Pamit ke Konser, Lalu Tak Pulang
Sebelum hilang, pria itu datang ke rumah F di Jakarta Timur. Keduanya berpamitan kepada keluarga untuk pergi. Awalnya mereka berencana ke Pademangan, Jakarta Utara, lalu dilanjutkan ke kawasan Lapangan Banteng untuk menonton konser.
Keluarga bahkan meminjamkan sepeda motor kepada F untuk bepergian. Namun setelah itu, F tidak kunjung pulang dan sulit dihubungi. Baru pada Minggu (30/8) keluarga melaporkan F sebagai orang hilang ke Polsek Matraman.
Saat Ditemukan, Polisi Sebut Kondisinya Normal
Kanit Reskrim Polsek Matraman Iptu Ferdian mengungkapkan, F ditemukan dalam keadaan sendiri. Ia langsung dibawa ke Polsek Matraman untuk dimintai keterangan. Menurut Ferdian, F terlihat baik-baik saja secara kasat mata dan mampu menjawab pertanyaan dengan lancar.
"Ditanya juga jawab lancar. Ya normal sih kalau menurut saya," kata Ferdian saat dihubungi kumparan, Kamis (3/9).
Dalam pemeriksaan awal, F mengaku tidak pernah menginap di rumah pria yang pergi bersamanya. Ia justru lebih banyak begadang selama beberapa hari.

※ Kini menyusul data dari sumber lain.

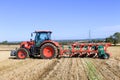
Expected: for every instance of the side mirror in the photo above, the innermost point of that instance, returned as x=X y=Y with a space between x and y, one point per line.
x=31 y=34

"Saya kan gitu tanya, 'Emang kamu nginep di mana?' 'Enggak, saya enggak nginep,' katanya gitu. Begadang, berapa hari gitu. Intinya kalau kasat mata sih baik-baik aja, diajak ngobrol juga masih nyambung lah," jelas Ferdian.
Polisi: Tidak Ada Indikasi Penculikan atau Hipnotis
Ferdian menegaskan bahwa F pergi setelah berpamitan kepada keluarga. Karena itu, laporan awal yang dibuat keluarga adalah orang hilang, bukan dugaan penculikan. Polisi juga belum menemukan indikasi bahwa F menjadi korban hipnotis atau tindak kejahatan lain.
"Jadi izinlah intinya mereka pergi itu. Karena si laki-laki ini datang ke rumahnya si perempuan," kata Ferdian.
Selama proses pencarian, polisi melacak nomor telepon F dan memeriksa rekaman CCTV untuk mengetahui rute perjalanan keduanya.
Visum Masih Menunggu Keputusan Keluarga
Setelah F ditemukan, keluarga disebut sempat berencana membawanya menjalani visum. Namun hingga Kamis, polisi belum menerima konfirmasi lebih lanjut dari pihak keluarga.
"Kalau kemarin kan ngobrol mau visum katanya, tapi kita tunggu kan belum ada konfirmasi lagi," ujar Ferdian.
Polisi menyatakan siap mendampingi jika keluarga ingin membuat laporan pidana terkait dugaan tindak pidana lainnya. Ferdian menambahkan, proses hukum baru bisa berjalan jika sudah ada laporan resmi dari F atau keluarganya.
Sejauh ini, tidak ada ungkapan dari F yang mengarah pada keinginan melaporkan pria tersebut. Polisi pun masih menunggu perkembangan dari pihak keluarga sebelum mengambil langkah lebih lanjut.